Cameron Jerome believes sport remains in a dark place and football has failed to tackle racism since players started taking a knee.
The MK Dons striker has stopped kneeling as he feels the message has been lost given the continued racial abuse of players.
Scotland became the latest team to remain standing ahead of their 2-2 draw with Austria last week after the alleged racial abuse suffered by Rangers' Glen Kamara against Slavia Prague.
Marcus Rashford, Anthony Martial, Axel Tuanzebe, Fred, Romaine Sawyers and Jude Bellingham are just a few who have been abused on social media this year and Jerome struggles to see progress being made.
He told the PA news agency: "There's no accountability for social media platforms and until there is you're still stuck in a dark place in terms of racism and discrimination.
"It's become so rife on social media it's hand-in-hand and it's too easy to get at players.
"It was great when we came back after the restart, the message was strong, but the powers in football have not built on it or made any progress. The message (of taking a knee) isn't powerful enough.
"Not enough action has been done by the people in charge.
"The campaigns they do are little and often but they are meaningless until proper action is taken against supporters who abuse players and people on social media – not just racially but discrimination in any form.
"Until something is done, rules put in place by the governing bodies, then in sport – not just football – things won't change."
Thierry Henry came off social media last week until companies clamp down on racist abuse and Jerome feels he cannot speak his mind on the platform.
"Who can blame him?" said the ex-Birmingham and Stoke forward. "We're held accountable for what we say on social media. If I say something someone thought was controversial the FA would have me in front of them, give me a ban and a heavy fine.
"But everyone else seems to be able to make an anonymous account and say what they want and nothing gets done about it.
"Twitter, Facebook, Instagram – the people who govern these things – don't seem to care. It's the access people have to others. Fifty years ago they would have to say it to your face, they wouldn't do it now."
Like many, Jerome has his own stories. In 2014-15 when playing for Norwich, a charge of racial abuse against Leeds defender Giuseppe Bellusci was found "not proven" by an Independent Regulatory Commission – though the same commission commended Jerome as a "truthful witness who honestly believed that he had been racially abused".
But he is heartened ex-Brighton striker Maheta Molango will become the Professional Footballers' Association's new chief executive, giving hope to other former players from different backgrounds.
He added: "To have a BAME candidate in a position of power is encouraging. It shows there might be light at the end of the tunnel. Will it reflect in managerial and coaching positions? On boards?
"Hopefully it can encourage other BAME ex-professional players to think they can go and get other top positions, that there is hope and they can apply for these jobs."
Facebook and Instagram have recently announced tougher measures to avoid abuse via direct messages and vowed to continue to combat it.

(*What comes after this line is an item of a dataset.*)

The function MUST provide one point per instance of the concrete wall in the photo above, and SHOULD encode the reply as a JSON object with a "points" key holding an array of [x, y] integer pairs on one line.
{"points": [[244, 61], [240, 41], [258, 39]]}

A company spokesman said: "We don't want discriminatory abuse on Instagram or Facebook. We share the goal of tackling it and want to hold people who share it accountable.
"Between October and December last year we took action on 6.6 million pieces of hate speech content on Instagram, 95% of which we found before anyone reported it to us."
Twitter has been approached for comment.
On the pitch, Jerome is at ease. He has 15 goals this season having linked up with former Norwich team-mate Russell Martin, now his boss at Stadium MK, and Dons still have a chance of reaching the Sky Bet League One play-offs.
The move came after his return from two years in Turkey with Goztepe and, while Jerome had plenty of options abroad, those at home were slim and he wanted to stay in the UK with his family amid the coronavirus pandemic.
"I came back in the summer and it was difficult, it was the first time in my career I was at a crossroads," said the 34-year-old. "I'd always been in demand but as I came back from there I was forgotten about.
"Covid made it difficult for people to want to take you. They'd debate 'is he too old, what's his motivation, has his lost his desire?' That gets thrown at experienced players.
"Football has changed, it has gone more analytical. Players are bigger commodities at a younger age, it's become more of a business.
"Being an older player you are looking at yourself thinking 'I've had a good career, 600 games, 150 goals, played at the top level and got however many promotions'.
"But people would say 'well, I've not seen him for a couple of years'. You are always fighting those stereotypes against older players."
There was no such issue in January when Cardiff – where he played between 2004 and 2006 – offered him a surprise return to Wales.
A bid of £100,000 plus add-ons was rejected on deadline day and, while the lure of a club he scored 27 goals in 79 games for was strong, Jerome remains philosophical.
He said: "It would have been nice to go back to where I made my name but I know these things can be complex and it came too late for MK to get a replacement.
"I've always been content with where I've got to, I played for good teams and commanded reasonable transfer fees. I've tried everything – the only thing left is to go in goal.
"I didn't come through an academy system, I've shown resilience and mental strength. There's nothing left for me to achieve, it's about playing with a smile on my face."